これらの注意点を踏まえて、経理、法務、事務業務をアウトソースする際には、自社のニーズやリソース、リスクなどを考慮した上で、適切なパートナーを選定することが重要ですね。

よく聞く話で、税理士さんや社労士さんに事務業務を一括してお願いしているというケースがあります。

税理士さんや社労士さんは、一般的に以下のような社内手続きをサポートしてくれることがありますが、業者や契約内容によって異なります。

税務申告書の作成・提出:

法人税や消費税などの税務申告書を作成し、税務署に提出する業務を行ったり、所得税や住民税の申告書も作成することがあります。

給与計算:

従業員の給与計算や源泉徴収の手続きを行います。
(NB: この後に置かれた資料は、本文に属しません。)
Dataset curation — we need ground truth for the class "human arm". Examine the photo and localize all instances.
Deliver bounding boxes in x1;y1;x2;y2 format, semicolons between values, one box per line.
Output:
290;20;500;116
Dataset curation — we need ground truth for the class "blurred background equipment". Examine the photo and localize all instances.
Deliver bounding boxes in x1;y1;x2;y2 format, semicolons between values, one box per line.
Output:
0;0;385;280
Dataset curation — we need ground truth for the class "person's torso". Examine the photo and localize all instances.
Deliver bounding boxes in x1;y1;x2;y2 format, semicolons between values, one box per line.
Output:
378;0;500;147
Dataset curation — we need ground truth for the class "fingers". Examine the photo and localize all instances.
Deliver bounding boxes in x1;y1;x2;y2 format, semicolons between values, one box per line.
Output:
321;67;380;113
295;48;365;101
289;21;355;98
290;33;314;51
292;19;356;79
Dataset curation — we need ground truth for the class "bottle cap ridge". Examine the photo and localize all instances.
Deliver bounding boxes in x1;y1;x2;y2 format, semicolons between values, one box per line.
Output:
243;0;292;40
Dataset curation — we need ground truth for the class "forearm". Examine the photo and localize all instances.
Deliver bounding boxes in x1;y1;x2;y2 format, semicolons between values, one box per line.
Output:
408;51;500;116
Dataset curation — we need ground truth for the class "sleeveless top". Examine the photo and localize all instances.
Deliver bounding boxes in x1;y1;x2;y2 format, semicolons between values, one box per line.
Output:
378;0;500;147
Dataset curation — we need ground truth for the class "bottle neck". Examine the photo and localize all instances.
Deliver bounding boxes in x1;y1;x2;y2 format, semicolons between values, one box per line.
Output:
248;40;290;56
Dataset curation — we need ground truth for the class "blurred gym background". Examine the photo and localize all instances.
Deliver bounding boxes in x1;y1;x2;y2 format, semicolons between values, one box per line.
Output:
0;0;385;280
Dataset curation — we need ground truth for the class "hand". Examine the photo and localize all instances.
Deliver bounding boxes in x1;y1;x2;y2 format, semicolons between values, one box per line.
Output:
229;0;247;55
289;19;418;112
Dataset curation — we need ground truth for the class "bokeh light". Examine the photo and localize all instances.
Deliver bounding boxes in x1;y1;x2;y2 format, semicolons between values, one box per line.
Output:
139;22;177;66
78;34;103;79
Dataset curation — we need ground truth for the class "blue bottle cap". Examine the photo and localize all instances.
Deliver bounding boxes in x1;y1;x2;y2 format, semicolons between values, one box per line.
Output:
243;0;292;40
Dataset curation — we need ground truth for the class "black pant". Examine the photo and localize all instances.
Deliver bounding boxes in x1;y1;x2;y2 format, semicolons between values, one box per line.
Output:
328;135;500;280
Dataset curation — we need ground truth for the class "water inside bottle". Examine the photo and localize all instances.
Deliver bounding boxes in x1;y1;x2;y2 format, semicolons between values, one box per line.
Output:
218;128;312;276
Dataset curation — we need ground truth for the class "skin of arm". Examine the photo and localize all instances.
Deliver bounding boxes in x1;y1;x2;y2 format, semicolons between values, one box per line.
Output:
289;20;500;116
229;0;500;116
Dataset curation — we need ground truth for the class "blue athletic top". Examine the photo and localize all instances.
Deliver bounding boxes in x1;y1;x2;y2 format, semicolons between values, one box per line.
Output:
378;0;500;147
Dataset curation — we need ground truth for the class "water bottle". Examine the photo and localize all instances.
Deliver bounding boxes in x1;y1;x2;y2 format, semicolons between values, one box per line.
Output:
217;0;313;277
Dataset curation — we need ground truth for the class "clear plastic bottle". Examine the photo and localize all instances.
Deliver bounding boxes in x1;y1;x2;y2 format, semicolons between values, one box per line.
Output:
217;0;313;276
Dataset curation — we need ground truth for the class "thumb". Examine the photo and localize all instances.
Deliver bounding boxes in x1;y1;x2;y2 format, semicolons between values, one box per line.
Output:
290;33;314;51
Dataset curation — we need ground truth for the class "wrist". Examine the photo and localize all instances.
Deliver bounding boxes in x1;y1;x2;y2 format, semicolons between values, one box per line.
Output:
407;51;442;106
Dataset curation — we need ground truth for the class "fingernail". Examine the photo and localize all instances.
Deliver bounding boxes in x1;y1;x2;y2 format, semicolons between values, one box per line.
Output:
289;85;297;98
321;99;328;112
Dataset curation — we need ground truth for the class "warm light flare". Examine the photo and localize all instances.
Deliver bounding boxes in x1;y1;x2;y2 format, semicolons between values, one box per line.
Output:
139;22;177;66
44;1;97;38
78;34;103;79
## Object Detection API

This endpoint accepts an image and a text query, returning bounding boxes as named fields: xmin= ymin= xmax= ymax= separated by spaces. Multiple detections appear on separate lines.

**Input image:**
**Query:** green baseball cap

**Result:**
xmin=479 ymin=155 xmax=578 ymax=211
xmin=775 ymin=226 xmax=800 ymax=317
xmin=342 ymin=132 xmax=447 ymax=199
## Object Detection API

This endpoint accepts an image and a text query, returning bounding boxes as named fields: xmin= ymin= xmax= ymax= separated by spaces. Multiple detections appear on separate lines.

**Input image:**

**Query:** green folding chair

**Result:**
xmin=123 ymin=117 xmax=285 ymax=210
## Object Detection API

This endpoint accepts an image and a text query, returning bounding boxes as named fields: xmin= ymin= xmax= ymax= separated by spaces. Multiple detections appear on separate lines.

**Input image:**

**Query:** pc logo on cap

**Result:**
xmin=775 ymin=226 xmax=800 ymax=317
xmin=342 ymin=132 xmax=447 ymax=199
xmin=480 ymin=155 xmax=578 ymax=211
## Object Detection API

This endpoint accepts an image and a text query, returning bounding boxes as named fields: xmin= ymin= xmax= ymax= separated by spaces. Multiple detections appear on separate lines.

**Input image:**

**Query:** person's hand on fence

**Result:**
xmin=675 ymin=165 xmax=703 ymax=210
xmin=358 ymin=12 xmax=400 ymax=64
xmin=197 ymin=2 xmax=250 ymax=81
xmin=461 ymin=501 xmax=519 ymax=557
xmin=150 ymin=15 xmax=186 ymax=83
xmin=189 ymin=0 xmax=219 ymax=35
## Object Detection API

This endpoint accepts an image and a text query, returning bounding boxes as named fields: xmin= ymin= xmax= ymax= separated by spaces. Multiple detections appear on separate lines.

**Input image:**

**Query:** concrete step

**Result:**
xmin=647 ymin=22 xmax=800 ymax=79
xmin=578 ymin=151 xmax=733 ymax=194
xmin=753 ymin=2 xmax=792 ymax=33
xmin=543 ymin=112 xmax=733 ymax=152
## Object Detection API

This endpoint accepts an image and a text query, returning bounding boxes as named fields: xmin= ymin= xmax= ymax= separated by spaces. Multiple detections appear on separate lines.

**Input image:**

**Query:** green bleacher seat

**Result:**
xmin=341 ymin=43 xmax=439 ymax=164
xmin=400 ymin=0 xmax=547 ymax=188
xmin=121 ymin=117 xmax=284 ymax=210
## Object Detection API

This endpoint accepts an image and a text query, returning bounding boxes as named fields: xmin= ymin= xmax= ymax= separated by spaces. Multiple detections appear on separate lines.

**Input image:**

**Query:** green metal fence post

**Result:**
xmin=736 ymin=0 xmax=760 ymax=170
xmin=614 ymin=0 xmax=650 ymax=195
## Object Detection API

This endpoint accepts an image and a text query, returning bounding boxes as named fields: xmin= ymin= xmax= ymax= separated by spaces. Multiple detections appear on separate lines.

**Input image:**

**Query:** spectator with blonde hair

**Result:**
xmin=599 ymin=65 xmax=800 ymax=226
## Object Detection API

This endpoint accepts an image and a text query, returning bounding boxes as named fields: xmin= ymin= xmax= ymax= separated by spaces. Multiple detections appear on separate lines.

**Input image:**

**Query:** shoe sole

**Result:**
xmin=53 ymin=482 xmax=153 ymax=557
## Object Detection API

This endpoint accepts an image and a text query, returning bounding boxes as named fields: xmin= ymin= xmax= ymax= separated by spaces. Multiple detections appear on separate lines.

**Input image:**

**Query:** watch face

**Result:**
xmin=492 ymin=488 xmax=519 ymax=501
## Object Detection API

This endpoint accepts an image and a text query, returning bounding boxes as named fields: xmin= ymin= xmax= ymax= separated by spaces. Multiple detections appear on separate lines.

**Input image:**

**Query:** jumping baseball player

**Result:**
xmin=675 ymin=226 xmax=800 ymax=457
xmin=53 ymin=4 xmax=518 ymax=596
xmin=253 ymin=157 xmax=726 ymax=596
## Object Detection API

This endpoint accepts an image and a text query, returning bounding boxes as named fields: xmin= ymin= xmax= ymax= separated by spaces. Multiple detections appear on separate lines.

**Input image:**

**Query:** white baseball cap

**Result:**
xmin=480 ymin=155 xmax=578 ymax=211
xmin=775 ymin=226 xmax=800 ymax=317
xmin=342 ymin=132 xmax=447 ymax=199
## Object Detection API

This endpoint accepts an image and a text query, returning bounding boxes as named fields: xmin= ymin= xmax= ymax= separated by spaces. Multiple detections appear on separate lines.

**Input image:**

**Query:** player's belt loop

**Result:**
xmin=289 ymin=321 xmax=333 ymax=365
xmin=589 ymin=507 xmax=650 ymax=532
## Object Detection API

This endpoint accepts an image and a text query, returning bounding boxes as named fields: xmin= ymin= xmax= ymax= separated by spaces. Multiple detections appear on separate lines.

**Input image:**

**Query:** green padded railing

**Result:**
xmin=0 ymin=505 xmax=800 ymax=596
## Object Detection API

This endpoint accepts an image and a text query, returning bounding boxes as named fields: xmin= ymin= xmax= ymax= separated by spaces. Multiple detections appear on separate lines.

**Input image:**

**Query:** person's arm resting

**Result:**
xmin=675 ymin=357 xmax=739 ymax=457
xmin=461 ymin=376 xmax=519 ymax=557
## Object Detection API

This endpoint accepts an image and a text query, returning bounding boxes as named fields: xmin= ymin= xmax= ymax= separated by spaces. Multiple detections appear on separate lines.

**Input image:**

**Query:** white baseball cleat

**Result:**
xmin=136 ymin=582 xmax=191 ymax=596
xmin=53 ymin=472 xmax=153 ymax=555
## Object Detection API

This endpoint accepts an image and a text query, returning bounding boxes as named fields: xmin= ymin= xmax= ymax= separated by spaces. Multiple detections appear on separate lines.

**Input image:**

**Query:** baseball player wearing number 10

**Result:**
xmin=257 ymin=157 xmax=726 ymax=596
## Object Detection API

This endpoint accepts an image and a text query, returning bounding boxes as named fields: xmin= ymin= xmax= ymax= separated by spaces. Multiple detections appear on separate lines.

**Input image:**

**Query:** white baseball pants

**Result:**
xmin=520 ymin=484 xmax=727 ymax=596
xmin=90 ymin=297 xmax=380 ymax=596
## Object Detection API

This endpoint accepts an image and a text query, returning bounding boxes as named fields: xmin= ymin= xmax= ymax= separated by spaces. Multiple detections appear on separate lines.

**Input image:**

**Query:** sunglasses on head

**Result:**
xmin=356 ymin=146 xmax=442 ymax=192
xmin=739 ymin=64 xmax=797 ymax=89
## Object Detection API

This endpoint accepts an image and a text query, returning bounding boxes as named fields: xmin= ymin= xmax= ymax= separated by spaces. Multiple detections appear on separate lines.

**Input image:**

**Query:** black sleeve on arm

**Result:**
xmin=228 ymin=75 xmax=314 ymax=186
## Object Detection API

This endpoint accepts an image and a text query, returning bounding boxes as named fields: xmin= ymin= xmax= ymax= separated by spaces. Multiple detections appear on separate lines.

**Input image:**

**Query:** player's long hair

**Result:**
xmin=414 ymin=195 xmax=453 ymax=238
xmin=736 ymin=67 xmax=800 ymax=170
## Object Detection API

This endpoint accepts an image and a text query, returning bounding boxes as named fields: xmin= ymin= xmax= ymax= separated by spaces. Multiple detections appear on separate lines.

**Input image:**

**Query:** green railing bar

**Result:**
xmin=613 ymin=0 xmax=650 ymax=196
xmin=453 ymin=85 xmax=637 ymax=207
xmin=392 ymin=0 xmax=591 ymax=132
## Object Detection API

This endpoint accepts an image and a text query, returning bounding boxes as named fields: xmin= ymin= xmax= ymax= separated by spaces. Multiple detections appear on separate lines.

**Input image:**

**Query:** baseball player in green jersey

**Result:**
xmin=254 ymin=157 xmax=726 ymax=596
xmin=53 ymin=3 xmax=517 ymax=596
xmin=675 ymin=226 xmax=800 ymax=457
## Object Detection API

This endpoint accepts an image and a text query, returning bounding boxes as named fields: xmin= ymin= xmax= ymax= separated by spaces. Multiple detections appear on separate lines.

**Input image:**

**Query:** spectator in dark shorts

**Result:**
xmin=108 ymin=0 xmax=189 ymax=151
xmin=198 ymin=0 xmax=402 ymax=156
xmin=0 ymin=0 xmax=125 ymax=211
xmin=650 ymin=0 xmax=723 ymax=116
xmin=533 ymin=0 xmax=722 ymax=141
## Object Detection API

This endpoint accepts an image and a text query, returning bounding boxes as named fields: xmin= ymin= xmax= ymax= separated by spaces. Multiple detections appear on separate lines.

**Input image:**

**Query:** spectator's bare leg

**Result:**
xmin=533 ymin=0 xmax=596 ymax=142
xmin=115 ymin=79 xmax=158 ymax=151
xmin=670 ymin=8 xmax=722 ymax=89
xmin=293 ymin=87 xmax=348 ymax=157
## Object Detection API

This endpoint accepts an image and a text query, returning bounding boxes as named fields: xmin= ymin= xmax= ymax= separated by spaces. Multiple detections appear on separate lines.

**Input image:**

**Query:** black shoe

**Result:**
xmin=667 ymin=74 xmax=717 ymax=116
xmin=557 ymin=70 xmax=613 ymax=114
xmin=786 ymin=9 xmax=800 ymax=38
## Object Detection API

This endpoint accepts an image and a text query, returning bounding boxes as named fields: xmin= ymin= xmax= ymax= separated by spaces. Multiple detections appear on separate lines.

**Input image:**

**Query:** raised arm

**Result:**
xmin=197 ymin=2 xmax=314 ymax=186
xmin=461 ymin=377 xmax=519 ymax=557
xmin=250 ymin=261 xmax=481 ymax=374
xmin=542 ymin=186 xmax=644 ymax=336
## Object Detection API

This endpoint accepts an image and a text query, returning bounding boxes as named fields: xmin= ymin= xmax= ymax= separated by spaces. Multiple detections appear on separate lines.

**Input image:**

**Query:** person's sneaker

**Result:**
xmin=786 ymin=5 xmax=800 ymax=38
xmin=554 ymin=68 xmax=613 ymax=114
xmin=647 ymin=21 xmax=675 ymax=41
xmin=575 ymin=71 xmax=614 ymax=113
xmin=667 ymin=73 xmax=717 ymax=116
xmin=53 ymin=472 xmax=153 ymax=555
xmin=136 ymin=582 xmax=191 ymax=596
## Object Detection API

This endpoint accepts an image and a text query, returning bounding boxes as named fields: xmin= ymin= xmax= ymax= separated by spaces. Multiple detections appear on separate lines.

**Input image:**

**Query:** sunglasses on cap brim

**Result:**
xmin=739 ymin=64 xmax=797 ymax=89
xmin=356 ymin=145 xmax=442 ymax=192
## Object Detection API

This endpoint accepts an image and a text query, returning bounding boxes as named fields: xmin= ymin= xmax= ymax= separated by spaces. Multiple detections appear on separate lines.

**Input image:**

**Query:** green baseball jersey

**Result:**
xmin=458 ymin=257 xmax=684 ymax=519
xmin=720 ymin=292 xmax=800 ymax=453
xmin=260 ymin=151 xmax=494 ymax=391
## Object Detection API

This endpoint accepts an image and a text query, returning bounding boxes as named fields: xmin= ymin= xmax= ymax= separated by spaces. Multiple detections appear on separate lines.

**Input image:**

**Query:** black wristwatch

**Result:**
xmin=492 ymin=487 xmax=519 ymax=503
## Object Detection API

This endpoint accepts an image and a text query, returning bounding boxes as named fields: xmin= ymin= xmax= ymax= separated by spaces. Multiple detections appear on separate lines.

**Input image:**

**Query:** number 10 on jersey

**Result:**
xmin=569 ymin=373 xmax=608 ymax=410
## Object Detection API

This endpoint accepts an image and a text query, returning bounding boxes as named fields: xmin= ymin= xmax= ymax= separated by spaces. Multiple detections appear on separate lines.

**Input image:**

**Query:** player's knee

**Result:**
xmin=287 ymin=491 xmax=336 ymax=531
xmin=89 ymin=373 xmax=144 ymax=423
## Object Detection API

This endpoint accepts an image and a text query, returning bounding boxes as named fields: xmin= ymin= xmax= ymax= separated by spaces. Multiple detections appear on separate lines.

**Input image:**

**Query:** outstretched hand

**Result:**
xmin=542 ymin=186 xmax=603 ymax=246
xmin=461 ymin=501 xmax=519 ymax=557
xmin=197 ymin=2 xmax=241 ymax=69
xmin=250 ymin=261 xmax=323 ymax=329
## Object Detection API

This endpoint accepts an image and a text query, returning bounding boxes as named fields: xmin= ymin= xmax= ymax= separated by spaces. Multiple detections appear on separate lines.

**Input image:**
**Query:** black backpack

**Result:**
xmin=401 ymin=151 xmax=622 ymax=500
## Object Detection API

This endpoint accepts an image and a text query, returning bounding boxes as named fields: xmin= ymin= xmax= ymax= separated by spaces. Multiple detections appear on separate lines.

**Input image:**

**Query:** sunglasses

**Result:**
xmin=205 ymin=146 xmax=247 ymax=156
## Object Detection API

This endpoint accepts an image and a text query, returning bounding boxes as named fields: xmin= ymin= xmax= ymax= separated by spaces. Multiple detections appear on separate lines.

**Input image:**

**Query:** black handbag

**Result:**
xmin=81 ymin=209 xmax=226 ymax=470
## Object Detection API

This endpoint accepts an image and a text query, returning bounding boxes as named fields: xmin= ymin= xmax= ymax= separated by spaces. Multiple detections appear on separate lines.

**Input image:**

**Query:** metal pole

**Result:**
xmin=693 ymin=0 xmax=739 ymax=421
給与明細の作成や社会保険の手続きなどもサポートすることがあります。

労働契約書の作成:

労働契約書の作成や労働法に基づく労働条件の相談に応じます。労働法や労働関連の規定についてアドバイスを提供します。

社会保険手続きの代行:

社会保険の加入手続きや保険料の計算、社会保険の申請手続きなどを代行することがあります。

労働問題の解決:

労働問題の解決や労働紛争の予防に向けた助言や支援を行います。労働法に関する相談やトラブルの解決に関与します。

ただし、税理士さんや社労士さんが提供するサービスは、基本的にはアドバイスや手続きの代行に限定されます。

そのため、法務や事務業務をアウトソースすることで、従業員はそれらの業務に関する経験や知識を獲得する機会を結果として失うことになります。これにより、社内での関連する業務の知識やスキルが不足していくでしょう。

また、外部委託された業務に関する詳細なプロセスや手順が社内に定着しない場合、社内の従業員はその業務に関する深い理解を持てなくなります。これによって、業務の効率性や品質に影響が出る可能性があります。

これらの課題を解決するためには、外部の委託先と積極的にナレッジ共有を行うここと、定期的にコミュニケーションをとることによって、業務に関する知識や情報を定期的に収集したり、認識の差異などがあれば小さいうちに修正していくなど、連携を両社で取っていくことが重要です。外部委託をすること自体は非常に有効であるため、ポイントをおさえて上手に活用していきたいですね。

また、単純にアウトソースすれば終わりということではなく、しっかりとコミュニケーションが取れる委託パートナー企業を見極めることが大切かもしれないですね。